Después venía Shelton a lomos de su caballo de batalla, muerto de cansancio, pero soltando maldiciones como siempre, y los tres regimientos indios de infantería con sus negros rostros, sus chaquetas rojas y sus pantalones blancos, pisando descalzos la nieve. Y detrás de ellos, el rebaño —pues de eso se trataba— de las bestias de carga, mugiendo y rugiendo con sus bamboleantes bultos y sus chirriantes carros. Había centenares de camellos y el olor era tremendo; tanto ellos como los mulos y las jacas estaban transformando el camino del acantonamiento en un mar de chocolate líquido, a través del cual las hordas de criados con sus familias avanzaban hundidas hasta las rodillas, entre gritos e imprecaciones. Había miles de hombres, mujeres y niños que, con sus pocas pertenencias a la espalda, caminaban sin seguir un orden determinado, aterrorizados por la idea del viaje de regreso a la India; no se había tomado ninguna disposición para su avituallamiento o su alojamiento durante la noche. Al parecer, tendrían que recoger la comida que pudieran y dormir en los ventisqueros.

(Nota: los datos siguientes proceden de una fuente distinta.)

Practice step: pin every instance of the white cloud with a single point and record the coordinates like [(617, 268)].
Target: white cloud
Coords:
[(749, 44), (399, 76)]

La gran muchedumbre, de un confuso color marrón, siguió adelante, seguida por la retaguardia de la infantería india y algunos soldados de caballería. La larga procesión se extendía por todo el llano hasta el río, formando una inmensa masa que avanzaba lentamente a través de la nieve en medio de un vapor que se elevaba en el aire como si fuera humo. Por último, el séquito de Elphy Bey, avanzando al paso a lo largo de la columna para ocupar su lugar en el cuerpo principal de la expedición, al lado de Shelton. Sin embargo, Elphy no las tenía todas consigo y le oí comentar en voz alta con Grant si no sería mejor demorar un poco la partida.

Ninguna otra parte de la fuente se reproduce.